Yana Toom


Childhood and youth

Yana Toom was born in Tallinn in 1966. She went to an Estonian-language kindergarten and then to Russian-language school No. 26, where there was special emphasis on the study of the English language. In addition, she attended a music school (piano) and art school. She studied Russian philology in Tartu and researched the literary links between Aleksandr Blok and Innokenty Annensky; however, she did not graduate from the university because of the birth of her first children


After the restoration of independence of the Republic of Estonia, she left for Chelyabinsk Oblast in Russia with her husband, who was also studying in Tartu but could not get a registration of residency in Estonia. She returned in 1994 – having dreadfully missed Tallinn, and she joined the newspaper Molodyozh' Estonii as a correspondent. She worked for the newspaper for two years and then took a position in the weekly newspaper Den' Za Dnem, where she became editor-in-chief in 1999. In 2006, she transferred to the same position in the newspaper Vesti Nedeli.

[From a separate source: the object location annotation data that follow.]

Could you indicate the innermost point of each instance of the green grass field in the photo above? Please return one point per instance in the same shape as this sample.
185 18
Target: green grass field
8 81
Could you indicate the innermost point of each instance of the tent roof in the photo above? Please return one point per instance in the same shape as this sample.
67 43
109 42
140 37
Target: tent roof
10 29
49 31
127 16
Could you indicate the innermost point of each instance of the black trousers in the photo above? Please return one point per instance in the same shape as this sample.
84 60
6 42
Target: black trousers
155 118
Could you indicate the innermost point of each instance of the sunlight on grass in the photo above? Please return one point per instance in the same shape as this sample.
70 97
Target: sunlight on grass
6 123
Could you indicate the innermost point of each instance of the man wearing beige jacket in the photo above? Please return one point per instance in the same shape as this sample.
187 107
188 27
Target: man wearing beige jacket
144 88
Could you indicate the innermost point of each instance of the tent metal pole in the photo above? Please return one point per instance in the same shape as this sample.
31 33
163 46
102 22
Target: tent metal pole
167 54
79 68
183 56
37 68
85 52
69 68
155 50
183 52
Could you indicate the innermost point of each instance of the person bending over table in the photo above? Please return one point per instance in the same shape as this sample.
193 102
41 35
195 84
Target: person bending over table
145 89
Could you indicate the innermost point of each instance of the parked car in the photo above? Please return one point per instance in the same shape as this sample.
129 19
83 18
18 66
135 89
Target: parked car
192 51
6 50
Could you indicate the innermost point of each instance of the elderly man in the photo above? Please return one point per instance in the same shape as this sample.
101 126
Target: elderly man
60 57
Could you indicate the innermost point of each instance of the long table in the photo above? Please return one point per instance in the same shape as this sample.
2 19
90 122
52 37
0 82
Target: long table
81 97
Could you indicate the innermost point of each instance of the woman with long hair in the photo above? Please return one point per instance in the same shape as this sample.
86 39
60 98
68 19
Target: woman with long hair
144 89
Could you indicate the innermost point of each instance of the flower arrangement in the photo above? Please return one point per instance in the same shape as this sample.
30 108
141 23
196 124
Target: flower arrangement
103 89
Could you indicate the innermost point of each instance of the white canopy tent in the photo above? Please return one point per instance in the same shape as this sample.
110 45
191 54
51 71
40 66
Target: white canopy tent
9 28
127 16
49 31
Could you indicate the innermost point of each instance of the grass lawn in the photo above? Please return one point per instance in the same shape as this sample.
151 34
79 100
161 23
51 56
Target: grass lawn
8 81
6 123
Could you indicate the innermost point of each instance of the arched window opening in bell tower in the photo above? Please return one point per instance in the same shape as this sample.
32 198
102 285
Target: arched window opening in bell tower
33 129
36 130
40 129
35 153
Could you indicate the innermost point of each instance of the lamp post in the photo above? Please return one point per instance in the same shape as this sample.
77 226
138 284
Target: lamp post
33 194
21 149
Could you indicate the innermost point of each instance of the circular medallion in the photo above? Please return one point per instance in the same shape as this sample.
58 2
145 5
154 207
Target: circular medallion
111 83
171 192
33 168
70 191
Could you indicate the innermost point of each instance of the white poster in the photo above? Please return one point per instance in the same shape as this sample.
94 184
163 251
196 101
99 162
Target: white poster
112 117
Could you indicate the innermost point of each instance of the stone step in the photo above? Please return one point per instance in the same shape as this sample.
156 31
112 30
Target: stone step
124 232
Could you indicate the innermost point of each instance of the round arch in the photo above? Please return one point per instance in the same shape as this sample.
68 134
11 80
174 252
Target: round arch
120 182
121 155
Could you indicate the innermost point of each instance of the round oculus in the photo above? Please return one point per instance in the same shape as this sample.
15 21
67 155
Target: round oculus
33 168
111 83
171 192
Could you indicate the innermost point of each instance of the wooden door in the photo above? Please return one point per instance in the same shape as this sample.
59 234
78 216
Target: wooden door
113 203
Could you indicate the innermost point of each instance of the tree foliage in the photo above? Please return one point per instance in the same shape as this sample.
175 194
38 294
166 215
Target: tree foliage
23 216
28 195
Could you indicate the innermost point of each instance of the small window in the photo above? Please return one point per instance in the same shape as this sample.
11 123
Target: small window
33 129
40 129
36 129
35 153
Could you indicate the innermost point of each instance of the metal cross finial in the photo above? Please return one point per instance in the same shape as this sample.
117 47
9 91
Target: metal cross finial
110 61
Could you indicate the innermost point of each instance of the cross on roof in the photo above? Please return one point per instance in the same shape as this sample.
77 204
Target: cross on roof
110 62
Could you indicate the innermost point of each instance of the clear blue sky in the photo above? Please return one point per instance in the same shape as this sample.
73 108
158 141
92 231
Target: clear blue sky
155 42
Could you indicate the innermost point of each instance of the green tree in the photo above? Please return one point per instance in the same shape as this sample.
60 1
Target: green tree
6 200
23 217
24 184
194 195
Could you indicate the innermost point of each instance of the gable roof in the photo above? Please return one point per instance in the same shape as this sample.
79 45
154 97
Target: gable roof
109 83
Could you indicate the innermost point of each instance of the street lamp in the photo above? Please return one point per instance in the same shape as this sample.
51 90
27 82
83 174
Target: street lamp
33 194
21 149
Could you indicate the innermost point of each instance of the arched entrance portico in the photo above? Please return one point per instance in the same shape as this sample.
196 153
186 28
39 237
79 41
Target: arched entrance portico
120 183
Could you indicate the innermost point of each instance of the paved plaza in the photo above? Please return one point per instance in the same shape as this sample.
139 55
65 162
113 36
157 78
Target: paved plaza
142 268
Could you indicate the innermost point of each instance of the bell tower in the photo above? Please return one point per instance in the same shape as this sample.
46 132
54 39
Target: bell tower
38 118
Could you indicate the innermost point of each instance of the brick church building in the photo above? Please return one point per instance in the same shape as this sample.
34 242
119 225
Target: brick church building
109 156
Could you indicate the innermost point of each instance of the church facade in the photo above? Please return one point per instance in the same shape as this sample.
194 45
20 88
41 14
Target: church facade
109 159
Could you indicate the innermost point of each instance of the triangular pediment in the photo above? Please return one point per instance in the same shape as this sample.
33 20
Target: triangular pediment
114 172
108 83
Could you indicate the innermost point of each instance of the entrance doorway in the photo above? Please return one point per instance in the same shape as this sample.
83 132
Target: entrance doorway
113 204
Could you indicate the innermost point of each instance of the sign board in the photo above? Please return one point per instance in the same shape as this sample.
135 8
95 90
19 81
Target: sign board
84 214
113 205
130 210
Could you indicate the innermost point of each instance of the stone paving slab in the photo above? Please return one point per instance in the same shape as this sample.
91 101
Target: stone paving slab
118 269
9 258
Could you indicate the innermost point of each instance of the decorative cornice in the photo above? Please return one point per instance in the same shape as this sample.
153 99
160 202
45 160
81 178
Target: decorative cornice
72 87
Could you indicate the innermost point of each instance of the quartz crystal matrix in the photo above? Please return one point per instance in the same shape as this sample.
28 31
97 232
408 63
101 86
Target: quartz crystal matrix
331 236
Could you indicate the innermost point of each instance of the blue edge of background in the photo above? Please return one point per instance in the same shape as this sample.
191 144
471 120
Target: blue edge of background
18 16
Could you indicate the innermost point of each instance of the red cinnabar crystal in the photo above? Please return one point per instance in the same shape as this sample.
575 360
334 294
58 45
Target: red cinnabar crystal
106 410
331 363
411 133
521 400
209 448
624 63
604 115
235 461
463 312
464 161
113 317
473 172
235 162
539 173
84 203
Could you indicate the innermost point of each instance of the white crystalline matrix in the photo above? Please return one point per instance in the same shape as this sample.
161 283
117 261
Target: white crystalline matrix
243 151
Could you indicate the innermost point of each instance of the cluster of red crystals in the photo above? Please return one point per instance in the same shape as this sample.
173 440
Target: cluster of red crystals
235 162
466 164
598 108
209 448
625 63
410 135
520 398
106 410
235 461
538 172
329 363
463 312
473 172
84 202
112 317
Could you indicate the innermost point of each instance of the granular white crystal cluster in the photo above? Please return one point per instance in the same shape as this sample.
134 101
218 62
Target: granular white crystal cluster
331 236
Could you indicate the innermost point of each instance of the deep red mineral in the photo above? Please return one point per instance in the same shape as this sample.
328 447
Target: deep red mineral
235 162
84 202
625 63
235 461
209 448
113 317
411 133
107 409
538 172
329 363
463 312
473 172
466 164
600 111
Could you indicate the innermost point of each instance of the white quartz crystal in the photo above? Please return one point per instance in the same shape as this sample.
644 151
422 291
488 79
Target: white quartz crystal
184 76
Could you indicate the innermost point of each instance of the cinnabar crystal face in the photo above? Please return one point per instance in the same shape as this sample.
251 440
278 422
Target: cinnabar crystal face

Yana Toom joined Keskerakond (the Centre Party) in 2008. After leaving Vesti Nedeli, she worked as chief editor for the Tallinn newspaper Stolitsa. In 2010, she became Vice-Mayor of Tallinn for culture, education and sports; in 2011, she ran for election to the Riigikogu (Estonian Parliament) and became a Member of the Riigikogu. In 2014, she ran for election to the European Parliament and became a Member of the European Parliament (25,251 votes). Five years later, she sought re-election to the European Parliament, secured 26,990 votes and is now serving her second term in the European Parliament.

A little about my personal life

Five children, two grandchildren.

Why am I in the European Parliament?

In politics, two main topics – social matters and discrimination – have always been close to my heart. However, as a Member of the European Parliament is not only involved in what interests him or her but also in what is necessary, I, for example, have participated in the copyright battle, i.e., I have fought against European directives that are ill-conceived in my opinion. In March 2019, my office held a conference entitled, “Will the directive on copyright destroy the open internet?”

Still, what’s most important I feel is the fight against discrimination, including undefined citizenship and the right of the Russian minority in Estonia to receive education in their mother tongue. And, of course, social policy, including (today) the European minimum wage and the Just Transition Fund for the green economy. These topics are sensitive, as nobody has changed the principle of subsidiarity in the European Union, which does not allow Brussels to interfere in the citizenship and social policies of Member States. This, though, does not mean that nothing can be done: for example, the EU approved the European pillar of social rights, and Ursula von der Leyen of the European Commission stubbornly holds on to her social ideas.

For many, her ideas are like a sharp knife because it means federalisation. I do not see anything awful in it. Quite the opposite: I am, personally, for European federalisation and I strongly believe that the European Union has only one path of development – federalisation. As stated in the 1957 Treaty of Rome, the founding document for the EU, we are an ever-closer union. Europe has its own values and the right to social protection, which also means a refusal to accept discrimination – this is what the EU is all about.


The above is the basis of my political creed: I am an advocate for respecting human rights, and an open and welcoming Estonia where people are defined by their political views, rather than their ethnic origin; where there is no place for discrimination and intolerance, and where it is remembered that the Declaration of Independence was meant for “all the Peoples of Estonia”.